Hal lain yang harus diperhatikan saat ini bertani bukan karena bakat, melainkan bisa melalui pelatihan. Banyak petani muda yang sukses karena sebelumnya mengikuti pelatihan. Apalagi tenaga penyuluh pertanian, baik dari Pemerintah maupun swasta, sudah banyak tersedia dan siap memberikan bimbingan di lapangan.

Tak hanya itu, bagi yang ingin menekuni bidang pertanian, saat ini banyak edukasi yang disampaikan melalui media sosial. Bisa juga belajar dari penyuluh pertanian baik dari Pemerintah maupun dari perusahaan yang bergerak di bidang pertanian.

Bagi pemula di bidang pertanian sebaiknya bercocok tanam yang paling mudah dulu seperti sayuran daun (bayam, pakcoi, sawi, kangkung, caisim, kailan, dan sebagainya), setelah itu berlanjut ke sayuran buah (paria, terung, labu, tomat, cabai, dan seterusnya). Setelah cukup ahli bisa berlanjut ke melon, semangka, jagung, dan sebagainya.

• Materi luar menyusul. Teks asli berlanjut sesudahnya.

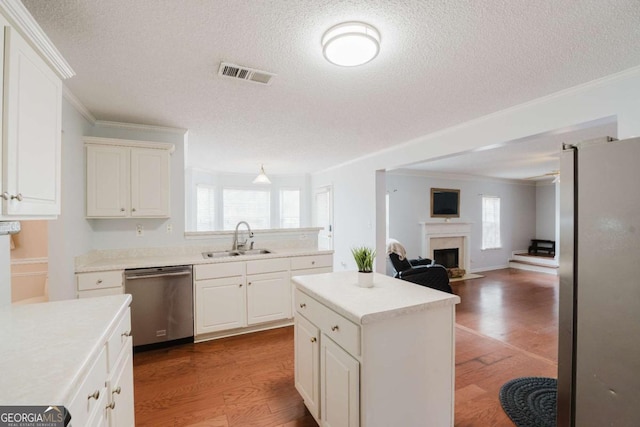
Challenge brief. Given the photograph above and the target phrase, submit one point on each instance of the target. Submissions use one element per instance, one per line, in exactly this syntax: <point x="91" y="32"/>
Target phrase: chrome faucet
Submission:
<point x="236" y="244"/>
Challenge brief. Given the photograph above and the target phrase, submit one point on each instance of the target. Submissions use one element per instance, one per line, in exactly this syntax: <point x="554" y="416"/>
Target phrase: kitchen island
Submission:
<point x="73" y="353"/>
<point x="374" y="356"/>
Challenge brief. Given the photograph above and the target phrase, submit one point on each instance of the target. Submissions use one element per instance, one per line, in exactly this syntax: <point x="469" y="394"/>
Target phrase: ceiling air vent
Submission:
<point x="245" y="73"/>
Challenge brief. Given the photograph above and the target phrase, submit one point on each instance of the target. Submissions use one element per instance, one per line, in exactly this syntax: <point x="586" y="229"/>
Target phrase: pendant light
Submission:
<point x="351" y="44"/>
<point x="262" y="177"/>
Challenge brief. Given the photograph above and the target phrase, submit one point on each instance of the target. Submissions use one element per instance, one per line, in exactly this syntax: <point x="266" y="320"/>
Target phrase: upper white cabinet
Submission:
<point x="128" y="178"/>
<point x="31" y="123"/>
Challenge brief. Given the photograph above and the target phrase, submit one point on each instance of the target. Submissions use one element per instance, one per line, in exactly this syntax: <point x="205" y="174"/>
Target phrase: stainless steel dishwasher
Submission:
<point x="162" y="304"/>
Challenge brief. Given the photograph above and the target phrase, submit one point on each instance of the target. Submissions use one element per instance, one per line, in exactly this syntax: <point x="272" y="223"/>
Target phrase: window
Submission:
<point x="490" y="222"/>
<point x="205" y="207"/>
<point x="253" y="206"/>
<point x="289" y="208"/>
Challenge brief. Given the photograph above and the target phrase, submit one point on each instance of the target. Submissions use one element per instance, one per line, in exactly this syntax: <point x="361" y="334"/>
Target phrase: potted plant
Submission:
<point x="364" y="258"/>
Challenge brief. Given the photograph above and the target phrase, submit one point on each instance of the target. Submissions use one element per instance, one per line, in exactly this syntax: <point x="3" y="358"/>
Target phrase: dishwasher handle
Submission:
<point x="151" y="276"/>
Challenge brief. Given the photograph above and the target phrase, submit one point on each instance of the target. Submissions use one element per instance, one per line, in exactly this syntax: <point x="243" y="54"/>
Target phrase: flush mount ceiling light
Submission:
<point x="350" y="44"/>
<point x="262" y="177"/>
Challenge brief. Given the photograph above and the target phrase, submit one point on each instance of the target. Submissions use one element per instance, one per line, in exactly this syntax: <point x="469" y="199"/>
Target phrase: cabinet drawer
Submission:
<point x="99" y="280"/>
<point x="313" y="261"/>
<point x="338" y="328"/>
<point x="118" y="339"/>
<point x="91" y="392"/>
<point x="214" y="271"/>
<point x="267" y="265"/>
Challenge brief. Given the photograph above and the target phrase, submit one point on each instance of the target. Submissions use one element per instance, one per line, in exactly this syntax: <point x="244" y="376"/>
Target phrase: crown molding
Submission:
<point x="78" y="105"/>
<point x="21" y="19"/>
<point x="134" y="126"/>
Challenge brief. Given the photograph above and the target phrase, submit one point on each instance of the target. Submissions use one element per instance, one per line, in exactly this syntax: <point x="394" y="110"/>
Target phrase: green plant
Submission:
<point x="364" y="257"/>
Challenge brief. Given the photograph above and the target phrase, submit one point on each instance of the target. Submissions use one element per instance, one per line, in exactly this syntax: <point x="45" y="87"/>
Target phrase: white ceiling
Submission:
<point x="441" y="63"/>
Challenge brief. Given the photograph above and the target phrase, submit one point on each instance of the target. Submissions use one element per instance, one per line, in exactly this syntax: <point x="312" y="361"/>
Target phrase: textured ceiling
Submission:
<point x="441" y="63"/>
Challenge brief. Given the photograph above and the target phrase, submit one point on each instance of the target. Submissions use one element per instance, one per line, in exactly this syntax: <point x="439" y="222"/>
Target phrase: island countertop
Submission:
<point x="387" y="298"/>
<point x="46" y="348"/>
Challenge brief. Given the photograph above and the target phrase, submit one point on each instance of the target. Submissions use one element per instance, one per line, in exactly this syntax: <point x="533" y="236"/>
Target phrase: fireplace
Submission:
<point x="447" y="235"/>
<point x="446" y="257"/>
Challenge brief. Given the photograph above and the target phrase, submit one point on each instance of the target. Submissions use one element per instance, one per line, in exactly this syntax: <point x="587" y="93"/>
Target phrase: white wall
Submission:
<point x="354" y="182"/>
<point x="70" y="234"/>
<point x="546" y="211"/>
<point x="409" y="203"/>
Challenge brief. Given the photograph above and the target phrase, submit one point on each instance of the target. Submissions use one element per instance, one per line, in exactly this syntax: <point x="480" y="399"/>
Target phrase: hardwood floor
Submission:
<point x="506" y="328"/>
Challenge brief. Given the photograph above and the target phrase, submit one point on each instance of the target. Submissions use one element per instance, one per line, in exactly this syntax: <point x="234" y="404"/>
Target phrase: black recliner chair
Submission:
<point x="421" y="271"/>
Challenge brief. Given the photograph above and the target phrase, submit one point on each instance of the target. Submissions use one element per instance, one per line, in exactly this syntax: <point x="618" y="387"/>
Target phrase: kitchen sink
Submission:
<point x="223" y="254"/>
<point x="220" y="254"/>
<point x="256" y="252"/>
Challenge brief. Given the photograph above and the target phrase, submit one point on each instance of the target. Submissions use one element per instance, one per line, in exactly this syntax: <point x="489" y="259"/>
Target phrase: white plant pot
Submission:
<point x="365" y="280"/>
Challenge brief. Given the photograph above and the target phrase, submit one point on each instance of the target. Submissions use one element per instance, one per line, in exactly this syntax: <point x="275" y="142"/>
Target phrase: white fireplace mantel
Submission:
<point x="434" y="230"/>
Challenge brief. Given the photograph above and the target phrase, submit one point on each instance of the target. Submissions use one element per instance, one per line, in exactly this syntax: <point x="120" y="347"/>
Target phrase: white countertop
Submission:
<point x="387" y="298"/>
<point x="166" y="260"/>
<point x="46" y="347"/>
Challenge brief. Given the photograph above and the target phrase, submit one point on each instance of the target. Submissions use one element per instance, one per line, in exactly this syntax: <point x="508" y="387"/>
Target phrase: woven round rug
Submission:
<point x="530" y="401"/>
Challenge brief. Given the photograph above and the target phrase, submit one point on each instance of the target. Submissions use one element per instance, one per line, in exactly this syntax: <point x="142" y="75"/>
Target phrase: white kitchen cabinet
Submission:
<point x="100" y="283"/>
<point x="31" y="132"/>
<point x="127" y="179"/>
<point x="220" y="304"/>
<point x="386" y="353"/>
<point x="268" y="297"/>
<point x="120" y="412"/>
<point x="307" y="363"/>
<point x="339" y="386"/>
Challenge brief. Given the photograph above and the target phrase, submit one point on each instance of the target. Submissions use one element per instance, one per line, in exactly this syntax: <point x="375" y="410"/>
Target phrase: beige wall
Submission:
<point x="29" y="263"/>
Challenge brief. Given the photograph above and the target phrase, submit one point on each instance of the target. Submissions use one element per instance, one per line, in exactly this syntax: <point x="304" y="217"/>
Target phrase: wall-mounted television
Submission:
<point x="445" y="203"/>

Beberapa perusahaan pertanian bahkan saat ini mengembangkan aplikasi yang memungkinkan petani berkonsultasi secara daring agar tanaman yang digarapnya bisa panen dengan hasil maksimal termasuk mengetahui harga terkini di pasar.

Beberapa dari aplikasi itu bahkan dibekali kecerdasan buatan (AI) yang mampu mendeteksi penyakit tanaman cukup dengan hanya merekam (capture) tanaman tersebut.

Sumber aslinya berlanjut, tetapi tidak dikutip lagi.